Instead of a cloud drive, another option is the use of the File System Access API to get a handle to a local folder. The user can set up this folder as cloud-synced, or they can back it up and copy it to other devices using a method of their choice. This solution allows the app to have complete privacy, as the user's data never leaves their device or network. The caveat is incomplete browser support. Come on Safari and Firefox, do your bit, for privacy!

In a single user scenario, each of their devices uploads its own copy of the data, either as a history of actions or as the latest state. When a device's service worker wants to sync, it checks all of the files of the other devices to see if they have been modified. If they are, it downloads updates and merges them into the local IndexedDB. This is the same work as the previous architecture iteration did in its server-side syncing API, only now in reverse: instead of every device going to the server and presenting its copy to merge, it is the service worker going to each device's copy and checking if it needs merging.

There is no longer a master copy of the data, only one copy per device, all on equal footing, with an eventual consistency arising out of the devices merging from each other's copies.

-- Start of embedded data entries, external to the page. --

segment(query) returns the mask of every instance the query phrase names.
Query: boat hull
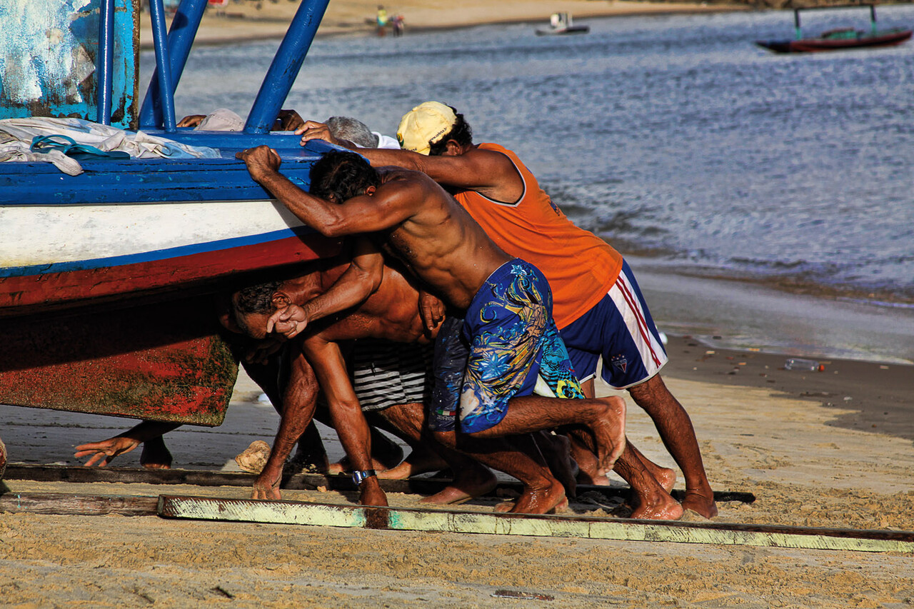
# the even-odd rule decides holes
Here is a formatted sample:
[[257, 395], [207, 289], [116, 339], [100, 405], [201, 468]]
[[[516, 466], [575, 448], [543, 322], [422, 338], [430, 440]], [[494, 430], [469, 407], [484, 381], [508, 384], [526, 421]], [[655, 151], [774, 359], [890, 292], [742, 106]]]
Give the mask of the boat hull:
[[910, 39], [912, 31], [902, 30], [881, 36], [864, 36], [856, 38], [801, 38], [799, 40], [758, 40], [756, 44], [776, 53], [815, 53], [864, 48], [867, 47], [891, 47]]
[[537, 36], [565, 36], [569, 34], [587, 34], [590, 31], [590, 26], [570, 26], [569, 27], [549, 27], [547, 29], [537, 29]]
[[[320, 155], [287, 139], [282, 172], [306, 188]], [[75, 176], [0, 164], [0, 403], [221, 423], [238, 354], [216, 297], [341, 241], [220, 148], [221, 159], [88, 162]]]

This is the same philosophy as CRDTs, or of the Operational Transformation algorithm that underpins Google Docs. No matter though, when you get deep enough into consistency models (I recommend Aphyr's writings or Martin Kleppmann's book), you'll realize that there is never such as a thing as a reliable master copy in a distributed system, even in cases where there is a central database.

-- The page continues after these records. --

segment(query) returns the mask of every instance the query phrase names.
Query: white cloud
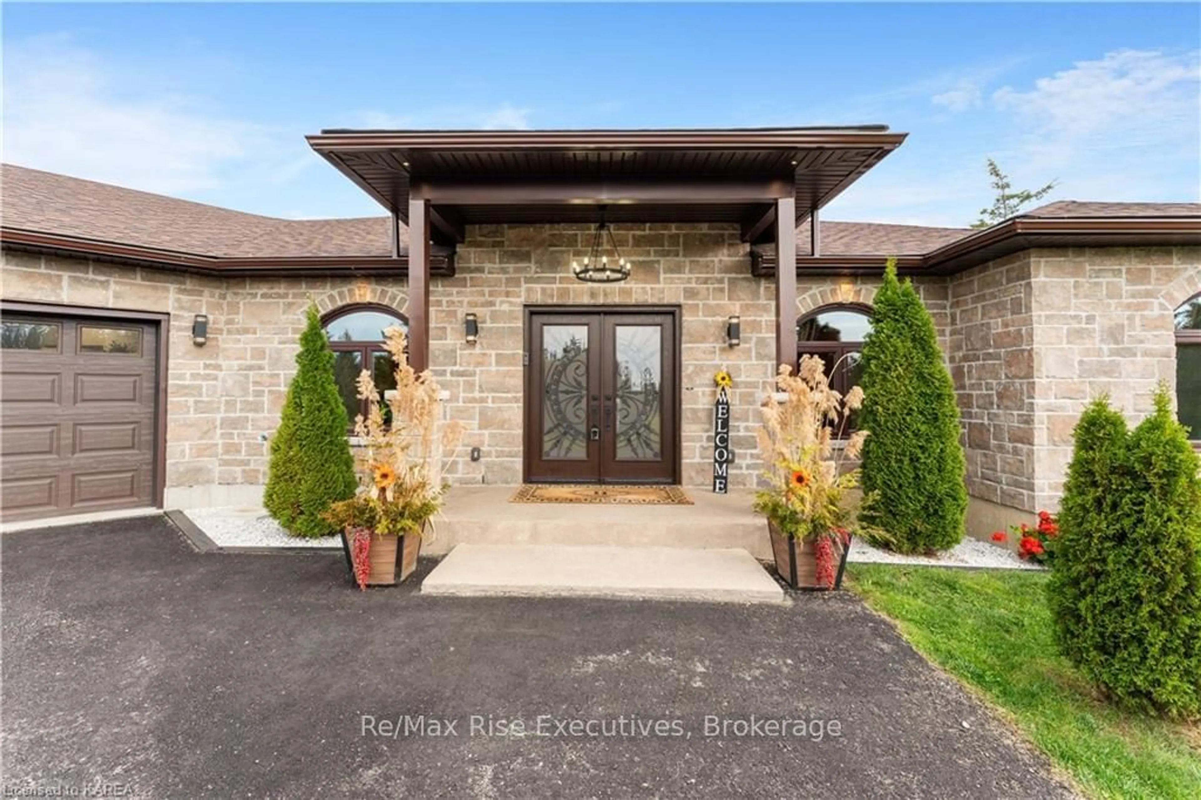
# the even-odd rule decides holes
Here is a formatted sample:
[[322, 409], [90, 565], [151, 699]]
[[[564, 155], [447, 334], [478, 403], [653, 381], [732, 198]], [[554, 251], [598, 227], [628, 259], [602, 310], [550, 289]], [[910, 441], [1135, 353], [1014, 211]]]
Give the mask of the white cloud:
[[[171, 195], [217, 189], [239, 166], [267, 180], [297, 171], [280, 131], [173, 92], [162, 73], [123, 71], [66, 35], [8, 44], [4, 89], [4, 159], [14, 163]], [[273, 153], [279, 162], [264, 159]]]
[[974, 80], [961, 80], [955, 88], [931, 97], [930, 102], [956, 113], [979, 108], [982, 105], [980, 84]]
[[1030, 127], [1032, 150], [1048, 159], [1089, 145], [1182, 143], [1196, 148], [1201, 52], [1116, 50], [1077, 61], [1034, 86], [993, 94], [1002, 111]]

A multi-user scenario can be realized by our user subscribing to someone else's shared cloud drive folder, where the other user shares their copy of the data as read-only. When Alice shares her folder with Bob, Bob shares his with Alice, and they both subscribe to each other's updates, then they can work on a shared document without ever having given each other direct write access.

As this application has no servers outside of the lightly loaded static web host, which in 2025 is free to host even at scale, the hosting cost drops to zero almost regardless of the number of users. The cloud drive costs are carried by each user individually, only responsible for their own share of storage. The only hosting cost to the application's owner would be the domain name. The climate footprint is minimal.

By eliminating the central database and its adjoining server-side logic it also eliminates the main target for hackers. Because compromises can only occur one user at a time they lack a sufficient reward for hacking the application. On top of that, the only servers are the static web host and the major cloud drive vendors, both practically impossible to hack. This web app would be highly secure and remain secure with barely any maintenance.

This architecture would be a cloud vendor's worst nightmare if it ever became popular, as they cannot earn a dime from it (aside from the basic cloud drive pennies). Thankfully for them, it is impossible to monetize for the company that builds such a web app as well. No server == no revenue opportunity. For now this is just a crazy theoretical exercise, far removed from where the leading frontend architecture voices are driving us, but the possibility fascinates me.